Clinical ContextAll new mothers should be screened periodically for postpartum depression because it is treatable and common and has the potential to cause child health problems. Postpartum depression can occur any time during the first year, and the best screening interval and strategy have not yet been identified. Also, the prevalence and accuracy of screening at different times after delivery are not well reported.
This is a study of a screening program using electronic cues to providers of well-child visits in a pediatric clinic to examine the efficacy of the cue on screening for postpartum depression and the prevalence of postpartum depression in adolescent new mothers in the first 6 months after delivery.

Study Highlights
• The Colorado Adolescent Maternity Program is a comprehensive prenatal delivery and postnatal care program for 12- to 21-year-old mothers in 1 US state located in an urban hospital, serving a low-income population.

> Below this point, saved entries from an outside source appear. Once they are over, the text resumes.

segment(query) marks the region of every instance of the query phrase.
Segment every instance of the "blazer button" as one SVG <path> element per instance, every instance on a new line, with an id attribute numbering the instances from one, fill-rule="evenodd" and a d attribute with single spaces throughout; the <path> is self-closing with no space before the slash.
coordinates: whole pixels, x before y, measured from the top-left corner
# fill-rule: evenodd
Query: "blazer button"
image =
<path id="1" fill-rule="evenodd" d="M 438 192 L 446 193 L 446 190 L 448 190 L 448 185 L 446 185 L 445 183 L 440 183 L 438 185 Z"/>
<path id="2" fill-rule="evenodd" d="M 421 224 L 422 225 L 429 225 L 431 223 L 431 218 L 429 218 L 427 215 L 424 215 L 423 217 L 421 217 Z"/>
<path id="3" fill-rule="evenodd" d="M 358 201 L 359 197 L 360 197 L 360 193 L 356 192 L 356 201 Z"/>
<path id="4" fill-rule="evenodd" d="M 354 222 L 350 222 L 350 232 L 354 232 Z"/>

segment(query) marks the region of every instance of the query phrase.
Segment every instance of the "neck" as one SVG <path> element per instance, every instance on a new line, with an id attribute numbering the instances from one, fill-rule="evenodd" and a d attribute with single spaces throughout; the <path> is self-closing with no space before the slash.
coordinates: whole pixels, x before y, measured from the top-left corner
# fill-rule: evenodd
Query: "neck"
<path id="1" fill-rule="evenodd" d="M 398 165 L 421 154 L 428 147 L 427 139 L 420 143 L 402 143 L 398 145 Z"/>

• Providers of well-child care were a pediatrician and 2 mid-level providers with training in adolescent medicine.
• An electronic medical record system is used for practice improvement, and all child health records were flagged electronically with prompts to providers to administer the EPDS to mothers of children at well-child visits.
• The EPDS is a 10-item validated and reliable scale with a score of 10 or higher reliably identifying 90% of cases in other studies.

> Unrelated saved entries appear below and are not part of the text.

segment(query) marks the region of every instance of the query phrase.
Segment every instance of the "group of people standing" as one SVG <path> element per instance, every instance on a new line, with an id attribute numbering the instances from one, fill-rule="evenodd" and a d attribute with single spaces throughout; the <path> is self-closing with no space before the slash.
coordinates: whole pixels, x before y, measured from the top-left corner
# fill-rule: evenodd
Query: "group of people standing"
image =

• Responses were on a 4-point scale with a score range from 0 to 30, with higher scores indicating higher depressive symptoms.

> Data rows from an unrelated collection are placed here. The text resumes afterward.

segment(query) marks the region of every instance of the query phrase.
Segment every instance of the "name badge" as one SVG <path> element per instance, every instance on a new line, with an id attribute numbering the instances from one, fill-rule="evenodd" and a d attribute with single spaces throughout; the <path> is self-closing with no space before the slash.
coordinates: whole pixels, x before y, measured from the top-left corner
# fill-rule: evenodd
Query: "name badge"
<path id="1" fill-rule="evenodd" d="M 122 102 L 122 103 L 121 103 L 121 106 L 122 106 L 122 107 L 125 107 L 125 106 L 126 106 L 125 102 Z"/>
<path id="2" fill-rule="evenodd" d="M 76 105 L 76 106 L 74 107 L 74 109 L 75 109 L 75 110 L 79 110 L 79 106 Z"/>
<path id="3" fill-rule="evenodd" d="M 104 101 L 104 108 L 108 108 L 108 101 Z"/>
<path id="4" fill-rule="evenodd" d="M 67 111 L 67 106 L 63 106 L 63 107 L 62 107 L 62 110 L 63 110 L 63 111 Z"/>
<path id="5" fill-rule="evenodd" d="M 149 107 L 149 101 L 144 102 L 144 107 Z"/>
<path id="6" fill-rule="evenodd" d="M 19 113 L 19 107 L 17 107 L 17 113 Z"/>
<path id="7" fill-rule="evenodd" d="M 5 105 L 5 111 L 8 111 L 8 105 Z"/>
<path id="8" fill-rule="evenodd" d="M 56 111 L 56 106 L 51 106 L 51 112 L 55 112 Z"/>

• Mothers were given a pencil-and-paper version of the EPDS to complete while waiting for their child to be seen.
• Providers collected and scored the EPDS forms, discussed results with mothers, and recorded the scores in the children's electronic medical records.
• After 5 months, providers were unable to close the children's electronic records unless they had administered the EPDS at least once or given a reason why it was not administered.
• During the study period, providers saw 418 electronic screening cues for the EPDS associated with 204 mothers.
• In 5 cases, mothers were not with the child; of the remaining cues, providers responded to 99%.
• None of the mothers refused to complete the EPDS.
• Mean age of mothers was 18 years, 36% were black and 44% were Hispanic, 87% were Medicaid recipients, mean parity was 1.4, and 51% were living with a biological parent.
• Overall, 20.1% of mothers who completed the EPDS at 2 weeks and at 2, 4, and 6-month well-child visits met the referral criteria of a score of 10 or higher on the EPDS.
• The prevalence of depressive symptoms ranged from 17.0% at 2 weeks to 16.5% at 2 months to 10.3% at 4 months and 18.5% at 6 months.
• Although the prevalence was highest at the 2-week visit, this was the least reliable measurement because only 12% of mothers met depression referral criteria at 2 visits, and 8% resolved the symptoms at the following visit.
• The incidence of depressive symptoms decreased from 16.5% at 2 months to 5.7% at 4 months and 1.9% at 6 months, with only 2 cases that would have been missed if the mothers had been screened only once.
• 94.5% of the mothers who met the referral criteria did so at the first screening.
• The authors recommended that screening at 2 months identifies most mothers who develop postpartum depression and that screening at 6 months was preferable to screening at 4 months.
• Of 40 mothers who met referral criterion, 8.6% were 22 years or older.
• They were referred for further evaluation and treatment.
• The authors concluded that screening of mothers at the well-child visit in the first 6 months was feasible and was associated with an accurate diagnosis of postpartum depressive symptoms.

Clinical Implications
• Use of an electronic cue to providers for screening for postpartum depression using the EPDS in mothers at well-child visits is associated with high compliance by providers and mothers.
• The EPDS used at the well-child visit at 2 and 6 months is helpful for diagnosing depressive symptoms in new mothers.